A onda de frio nos EUA empurrou as temperaturas no Texas para bem abaixo de zero em dezembro e a véspera de Ano Novo incomumente quente que a Europa experimentou estão ligadas a interrupções no vórtice polar causadas pelas mudanças climáticas.
Na linguagem de Davos, no entanto, o derretimento do gelo glacial tem repercussões econômicas monumentais. A produtividade das plantações de trigo do mundo está diretamente ligada às temperaturas nos pólos, diz Gail, dando apenas um exemplo das conexões globais.

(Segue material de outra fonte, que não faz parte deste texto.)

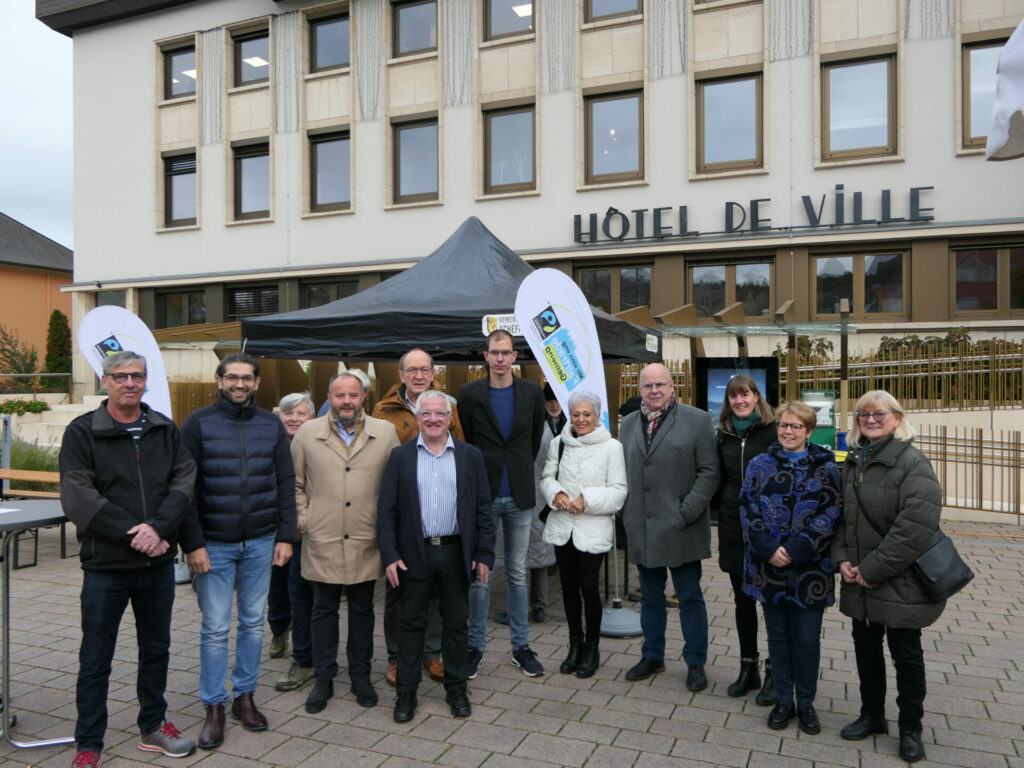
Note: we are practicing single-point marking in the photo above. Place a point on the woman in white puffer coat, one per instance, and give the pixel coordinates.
(584, 483)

No acampamento de Gail, os cientistas informam os líderes empresariais sobre o que esses riscos significam para os lucros corporativos e por que ajudar o mundo a atingir as metas de redução das emissões é do interesse financeiro deles.
Mas Gail também é a primeira a reconhecer que o progresso na conscientização será em vão se as emissões de gases do efeito estufa não caírem. Em 2022, o mundo atingiu um recorde de emissão depois que a crise energética provocada pela guerra na Ucrânia levou alguns governos a voltarem a queimar carvão.
Ainda assim, cada reunião que Gail tem com os poderosos em Davos lhe dá mais otimismo. Em 2018, ela foi abordada pelo primeiro-ministro israelense, Benjamin Netanyahu, que ficou curioso com a tenda. Gail mostrou que o gelo no Ártico dá provas de o aquecimento hoje observado não tem precedentes em mais de 800 mil anos.